Thursday, 9 May 2013

Service Management metrics too good to be true

As a bit of a numbers junkie I like to look at the stats and see what they tell me. As the old saying goes if it is too good to be true than it probably is. So with that in mind, when we have measurements which are accurate with regularity and we see something that can’t possibly be so, what do we do? The answer is that we may need a way to verify against another set of information.
Here is an example:
We have received our monthly Change Management stats for the previous month and it indicates that of the 250 changes we made we attained a 100% success rate – fantastic right? Immediately the skeptic in me wants to ask questions. Let’s assume for this examples sake that on average we have 2 or 3 failed changes which result in a total of 10 reported incidents each month normally. This is where we tie in the other service management processes. From an Incident Management standpoint are we relating all the potential reasons to the correct source? This is not the only challenge, another might be that the impact from the change may not directly impact customers until well after the implementation has been completed and when incident staff attempt to tie it back the description of the change is not obvious enough to make an accurate correlation. These incidents which have no “apparent “ root cause should at the very least end up in the lap of someone who is working your Problem Management angle. Since the implementer has completed the work and testing they have determined that this implementation was a success. They have likely closed off the change as successful as nothing has been shown otherwise. Nothing wrong with that, but once this new information surfaces the closure code should be updated to reflect the change in status.
That was when the numbers look too good to be true, however in reality we should have a check point to ensure that this doesn’t happen in the first place. The first time that it does your stakeholders, whether they are customers or IT, will start to question all statistics and their validity from that point forward. A major benchmark of this is with uptime. Much like in the example above if we hit an astronomical number; our business may call us out and say there were several outages that may have not been tracked appropriately.
To remedy this, a regular (weekly) meeting with your Service Management functionality and IT stakeholders should take place to get alignment on the activities that are happening in your environments for a particular time frame
This activity will allow your Incident team to see what changes are scheduled in the next week and ask appropriate questions on what may cause customers to call in with any potential issues. It will also allow your Problem manager to determine if there are any new problems they should be focusing on or reprioritizing the ones they are currently investigating. As in this example your Change manager will be able to identify if any changes which happened in the previous week had inadvertently caused issues which could be avoided next time.

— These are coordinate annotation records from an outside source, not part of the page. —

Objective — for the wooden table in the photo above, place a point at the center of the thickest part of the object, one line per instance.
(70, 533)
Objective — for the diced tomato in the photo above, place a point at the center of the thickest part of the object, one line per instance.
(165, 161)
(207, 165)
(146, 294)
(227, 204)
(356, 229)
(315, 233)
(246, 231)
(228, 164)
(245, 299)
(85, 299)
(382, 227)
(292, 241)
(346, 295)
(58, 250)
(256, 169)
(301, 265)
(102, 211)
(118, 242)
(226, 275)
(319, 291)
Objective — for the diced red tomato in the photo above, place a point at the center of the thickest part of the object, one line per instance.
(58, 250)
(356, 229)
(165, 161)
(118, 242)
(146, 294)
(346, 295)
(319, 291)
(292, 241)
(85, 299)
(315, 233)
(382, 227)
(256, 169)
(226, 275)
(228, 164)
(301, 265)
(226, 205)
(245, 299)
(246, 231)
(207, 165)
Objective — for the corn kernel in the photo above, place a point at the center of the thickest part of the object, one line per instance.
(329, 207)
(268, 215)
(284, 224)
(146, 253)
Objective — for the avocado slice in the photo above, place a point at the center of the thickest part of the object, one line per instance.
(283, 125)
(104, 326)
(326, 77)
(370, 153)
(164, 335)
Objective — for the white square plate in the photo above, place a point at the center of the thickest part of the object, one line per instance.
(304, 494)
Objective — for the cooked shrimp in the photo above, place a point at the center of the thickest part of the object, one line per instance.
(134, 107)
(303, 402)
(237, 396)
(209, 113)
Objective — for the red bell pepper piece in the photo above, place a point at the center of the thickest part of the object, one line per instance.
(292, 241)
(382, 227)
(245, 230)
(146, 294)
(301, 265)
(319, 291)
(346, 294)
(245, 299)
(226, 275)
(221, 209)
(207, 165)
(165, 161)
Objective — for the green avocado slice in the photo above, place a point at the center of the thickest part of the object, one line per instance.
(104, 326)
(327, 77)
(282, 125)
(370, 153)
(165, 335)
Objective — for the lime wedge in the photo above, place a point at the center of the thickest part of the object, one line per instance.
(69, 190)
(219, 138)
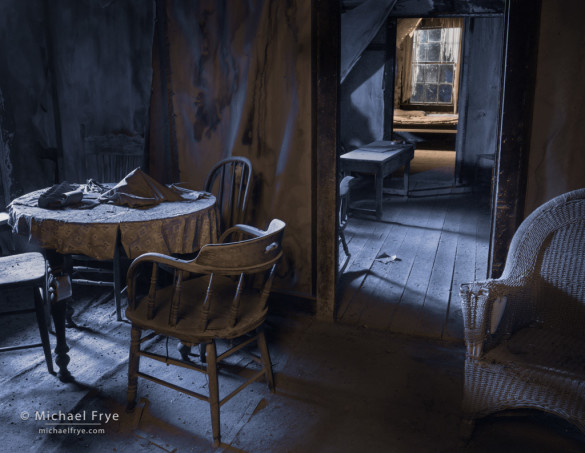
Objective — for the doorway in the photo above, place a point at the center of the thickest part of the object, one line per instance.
(521, 19)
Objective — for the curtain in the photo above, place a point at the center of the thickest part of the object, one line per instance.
(234, 78)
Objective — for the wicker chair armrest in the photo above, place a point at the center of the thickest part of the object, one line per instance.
(490, 307)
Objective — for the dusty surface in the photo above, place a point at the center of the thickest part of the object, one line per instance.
(339, 389)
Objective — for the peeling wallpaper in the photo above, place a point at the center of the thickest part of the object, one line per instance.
(238, 82)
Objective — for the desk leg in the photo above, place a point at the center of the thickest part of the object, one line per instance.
(379, 193)
(59, 313)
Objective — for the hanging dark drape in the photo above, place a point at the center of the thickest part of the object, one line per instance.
(234, 78)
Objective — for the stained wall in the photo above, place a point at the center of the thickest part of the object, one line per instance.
(557, 144)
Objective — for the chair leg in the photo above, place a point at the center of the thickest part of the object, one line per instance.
(213, 391)
(133, 364)
(202, 353)
(40, 304)
(266, 359)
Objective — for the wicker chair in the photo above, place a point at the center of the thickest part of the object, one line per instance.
(227, 300)
(525, 331)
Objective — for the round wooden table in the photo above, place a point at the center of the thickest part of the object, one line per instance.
(103, 231)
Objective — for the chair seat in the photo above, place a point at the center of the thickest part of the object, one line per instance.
(251, 313)
(538, 349)
(22, 268)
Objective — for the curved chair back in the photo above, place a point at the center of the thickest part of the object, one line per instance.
(229, 180)
(548, 253)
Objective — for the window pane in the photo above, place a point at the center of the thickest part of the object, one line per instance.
(434, 52)
(445, 93)
(446, 74)
(431, 73)
(421, 53)
(430, 93)
(417, 93)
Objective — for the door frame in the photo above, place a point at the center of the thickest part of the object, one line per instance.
(522, 22)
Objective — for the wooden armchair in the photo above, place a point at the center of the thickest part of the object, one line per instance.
(227, 300)
(525, 331)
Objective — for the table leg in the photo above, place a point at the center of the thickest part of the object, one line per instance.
(58, 309)
(58, 313)
(406, 176)
(379, 193)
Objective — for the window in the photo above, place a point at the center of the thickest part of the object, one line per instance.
(434, 65)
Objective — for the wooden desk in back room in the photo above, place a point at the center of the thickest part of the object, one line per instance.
(381, 159)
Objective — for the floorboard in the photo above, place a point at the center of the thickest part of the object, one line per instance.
(404, 272)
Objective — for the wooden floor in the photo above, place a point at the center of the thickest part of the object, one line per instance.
(404, 272)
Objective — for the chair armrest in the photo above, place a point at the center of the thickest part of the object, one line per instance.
(157, 259)
(490, 307)
(241, 228)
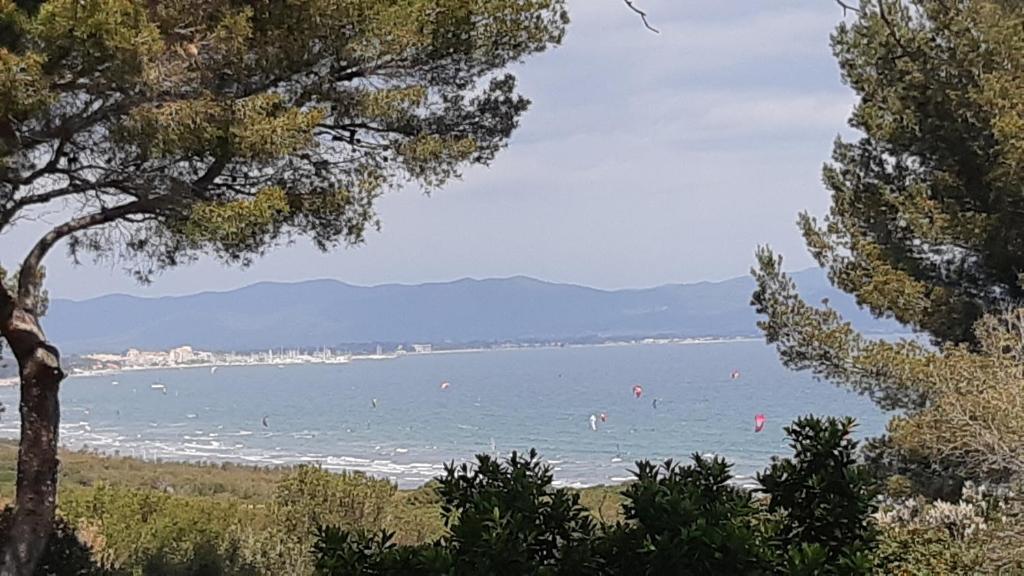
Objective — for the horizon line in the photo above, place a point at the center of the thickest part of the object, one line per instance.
(414, 285)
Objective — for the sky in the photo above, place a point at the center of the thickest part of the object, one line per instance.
(645, 159)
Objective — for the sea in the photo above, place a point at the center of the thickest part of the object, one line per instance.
(396, 418)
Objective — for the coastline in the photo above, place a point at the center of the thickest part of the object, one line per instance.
(354, 358)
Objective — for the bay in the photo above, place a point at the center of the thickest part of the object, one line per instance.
(497, 401)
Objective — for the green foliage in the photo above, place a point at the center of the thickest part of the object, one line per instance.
(65, 553)
(227, 127)
(824, 500)
(685, 520)
(924, 224)
(145, 531)
(507, 519)
(503, 518)
(311, 496)
(925, 227)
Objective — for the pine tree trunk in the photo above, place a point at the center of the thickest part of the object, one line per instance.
(39, 365)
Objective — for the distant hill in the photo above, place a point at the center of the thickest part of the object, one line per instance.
(331, 313)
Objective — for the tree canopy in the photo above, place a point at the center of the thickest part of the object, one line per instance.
(927, 212)
(180, 127)
(925, 227)
(164, 130)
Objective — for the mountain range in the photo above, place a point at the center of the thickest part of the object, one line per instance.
(330, 313)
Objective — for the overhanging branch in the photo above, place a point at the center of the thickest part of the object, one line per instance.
(643, 16)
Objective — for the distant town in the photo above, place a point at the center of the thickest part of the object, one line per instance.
(183, 357)
(187, 357)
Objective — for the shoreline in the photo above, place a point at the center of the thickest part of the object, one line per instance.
(355, 358)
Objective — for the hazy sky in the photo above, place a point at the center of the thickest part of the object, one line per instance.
(645, 159)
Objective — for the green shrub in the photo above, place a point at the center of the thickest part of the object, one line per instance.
(685, 520)
(506, 518)
(822, 499)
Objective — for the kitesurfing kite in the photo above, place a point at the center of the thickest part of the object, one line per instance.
(759, 422)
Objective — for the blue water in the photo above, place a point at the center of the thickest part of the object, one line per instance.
(498, 401)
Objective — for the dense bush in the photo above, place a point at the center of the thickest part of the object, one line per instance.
(506, 518)
(823, 500)
(154, 533)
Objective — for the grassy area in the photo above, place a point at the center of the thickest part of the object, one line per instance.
(414, 515)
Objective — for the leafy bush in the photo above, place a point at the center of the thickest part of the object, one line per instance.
(155, 533)
(823, 500)
(686, 520)
(506, 518)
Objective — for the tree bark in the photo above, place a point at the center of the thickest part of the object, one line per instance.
(39, 367)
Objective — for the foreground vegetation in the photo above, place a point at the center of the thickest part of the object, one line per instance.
(820, 511)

Performing these checkpoints will allow your teams to be more confident that when the numbers are this good that they actually are.

Follow me on Twitter @ryanrogilvie or connect with me on LinkedIn


1 comment:

  1. I think this is the "quota" mindset Dr. Deming tried to warn us about. If you are 100% successful at change managment, why do you need to improve anything? Isn't ITSM all about improving IT services anyway? Once the quota mindsets takes hold (i.e. zero defects, etc.)...let the gam(ing) begin!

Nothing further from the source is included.